Moq, a widely distributed library on the NuGet software registry, was found to be harvesting hashes of developer email addresses on machines it was installed on. This started last week, after Moq’s developer bundled his controversial SponsorLink dependency within the project and without notice.
The inclusion of closed-source SponsorLink package caused Moq to harvest SHA-256 hashes of developer email addresses from local Git configs, and upload these to SponsorLink’s CDN.
In reaction, several developers either discontinued use of Moq [1, 2] in favor of alternatives, or suggested building tools that would detect and block any projects that run SponsorLink.
SponsorLink, previously shipped on NuGet as obfuscated DLLs, generated a hefty push back among open source software users who stated that disclosing the project’s source code was “important for transparency and trust.”
More than whether Moq or SponsorLink fell foul of the expectations within open source ecosystems, a pressing concern among users was whether the data collection violated privacy legislation, such as GDPR [1, 2]. A German court has previously ruled that SHA-256 hashing is an insufficient means of data anonymization.
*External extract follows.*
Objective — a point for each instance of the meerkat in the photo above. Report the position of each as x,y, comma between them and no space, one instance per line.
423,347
Despite the developer making these amends, there remains suspicion among users that future Moq releases could reintroduce a similar “feature.”
Amazon Web Services, like many, has distanced itself from Moq and ceased endorsing the open source project.
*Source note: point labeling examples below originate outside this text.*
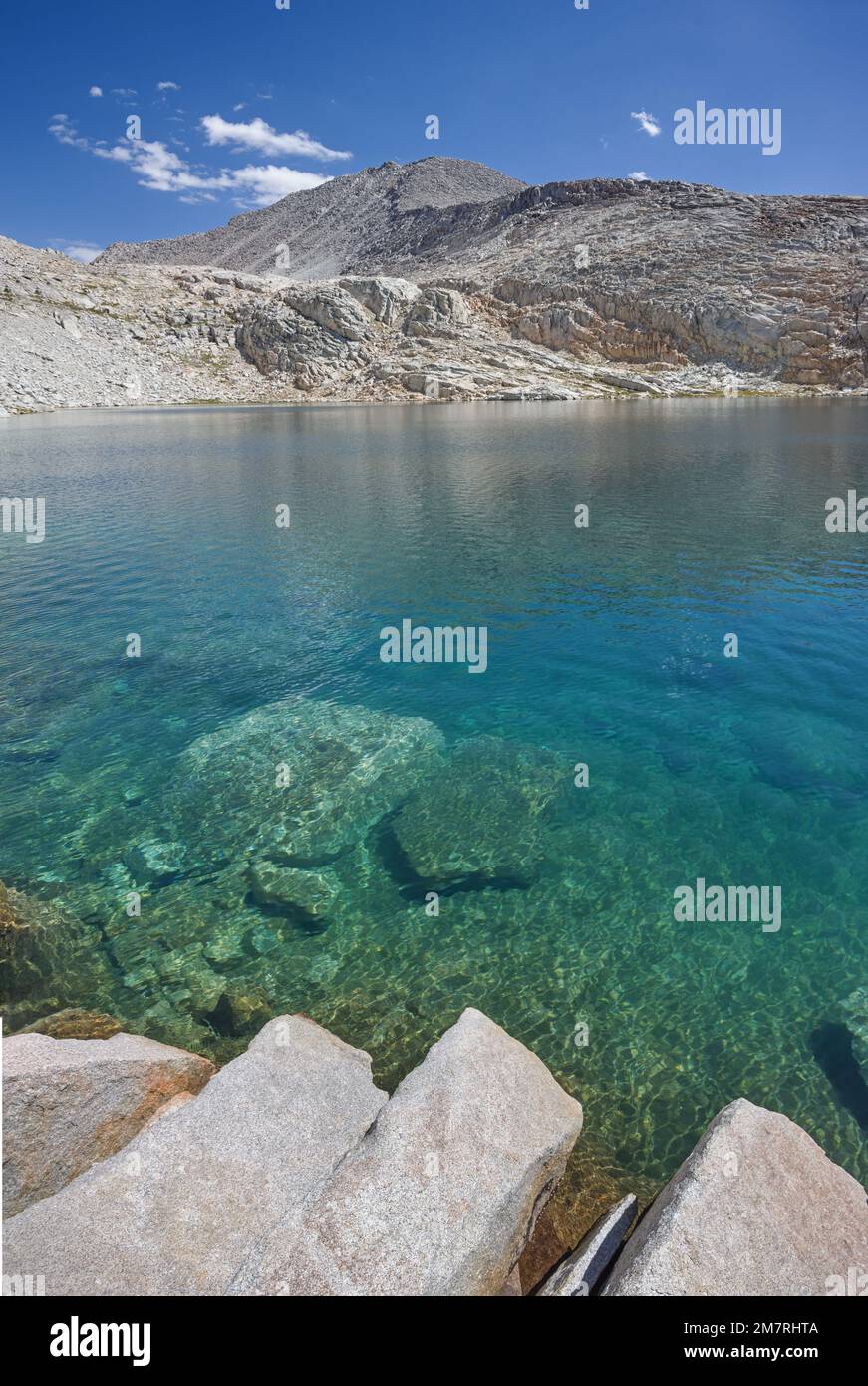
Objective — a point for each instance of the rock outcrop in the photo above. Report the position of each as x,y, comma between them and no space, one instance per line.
444,280
180,1208
70,1104
754,1209
443,1193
A code change submitted to Moq by Rich Bowen, AWS’ open source advocate, requests that references to AWS be removed from the project, as seen by BleepingComputer.
“We acknowledge that we sponsored in the past,” writes Bowen.
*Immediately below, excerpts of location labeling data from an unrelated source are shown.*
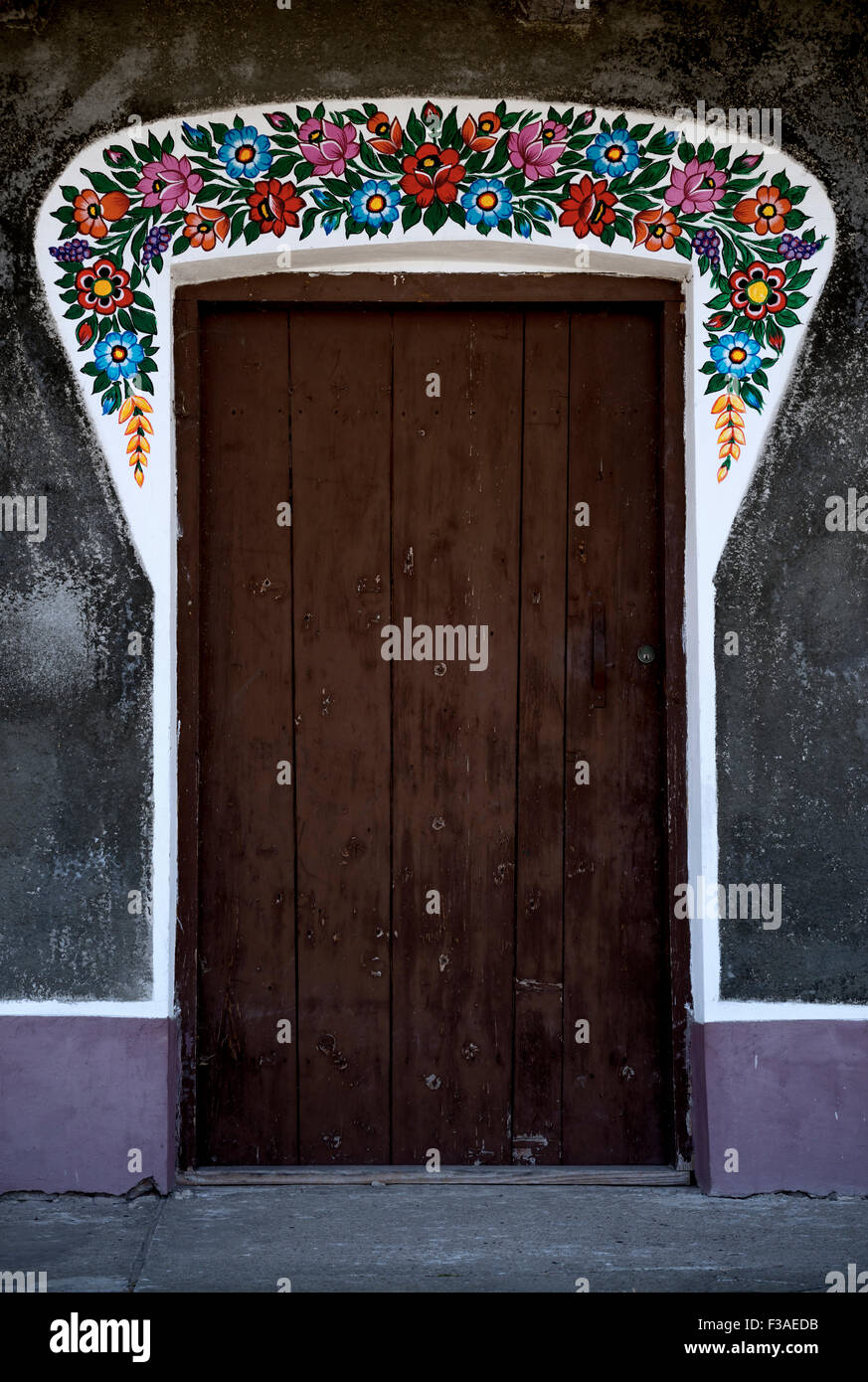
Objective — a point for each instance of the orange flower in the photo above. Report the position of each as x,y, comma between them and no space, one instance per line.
389,134
92,212
205,224
766,212
655,230
481,134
“However, the addition of SponsorLink means that we will no longer be using this tool, and don’t wish to have our implied endorsement prominently displayed in the README. Thanks.”
Moq developer Cazzulino welcomed the request and updated the README:
“Properly removing the whole section in #1383. Should auto-merge in a bit,” responded the developer.
In fact, the developer has replaced the entire manually-written “Sponsors” list with one that’s “auto-updated,” according to the pull request.
We reached out to Amazon with questions prior to publishing. Cazzulino did not respond to BleepingComputer when approached for comment on the matter this week.
SponsorLink is now open source
On a related note, following persistent feedback from his user base, the developer has now made the SponsorLink project open source.
“Full OSS for SponsorLink (including client and backend) now lives in this same repo, under the src folder,” writes Cazzulino.
BleepingComputer verified that an ‘src‘ (source code) directory was made available on SponsorLink’s GitHub repository sometime yesterday:
The reasoning behind why SponsorLink’s .NET implementation was previously kept closed-source was also amended.
The developer admits that, “making the source available might have only made it trivial to circumvent” functionality that would ensure users receive their sponsorship status notification.
The move to make SponsorLink open source, according to the developer, would make it “less effective in contributing to an OSS project long-term sustainability.”
Despite the developer making much-requested amendments to Moq and SponsorLink, the projects may take a while to regain user trust among open source veterans.